Taking out time of routine and writing is fun sometimes. I am trying to be regular here, but. I know this is just another excuse. I will try to write more often.
With growing age, I have learned many things, which I was aware of but not enough mature to accept. One thing is that "Nothing is Forever", not love, not attachment or pain. We would become habitual of that pain and eventually forget what was hurting most. With age, you will understand what people around you won't be able to express. You won't ask for an explanation, you will accept it and will move on without a grudge toward them. It will be you who will suffer for longer because you were expecting that was true and forever, but it was never. So better to accept it, because for whom you are aching has left you long back or maybe those were never into you. Is it really so hard to forget things so easily?? Maybe yes or maybe not. You won't get its answer ever. If love can't be forever then how could pain be? Nonending topic..right? I have learned...let it go, that was never yours, few beautiful memories I have for myself.
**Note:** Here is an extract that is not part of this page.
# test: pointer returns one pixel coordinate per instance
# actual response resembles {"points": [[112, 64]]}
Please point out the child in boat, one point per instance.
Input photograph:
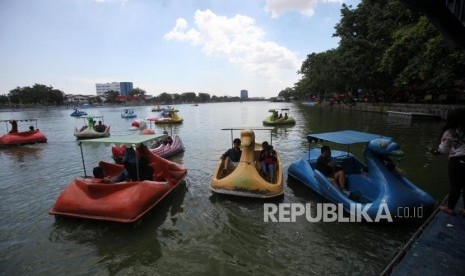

So today nothing new, just another formal look with a different formal shirt. Rest is the same as last look, pants, and blazer. This green top is one of my favorites. Very smart and classy formal. I tried it with the jacket and without the jacket. And I paired it with heels instead of wedges. So how do I look? I am eager to know. Keep giving your expert comments about the look and about my thoughts. this is the only place where I always would like to express myself.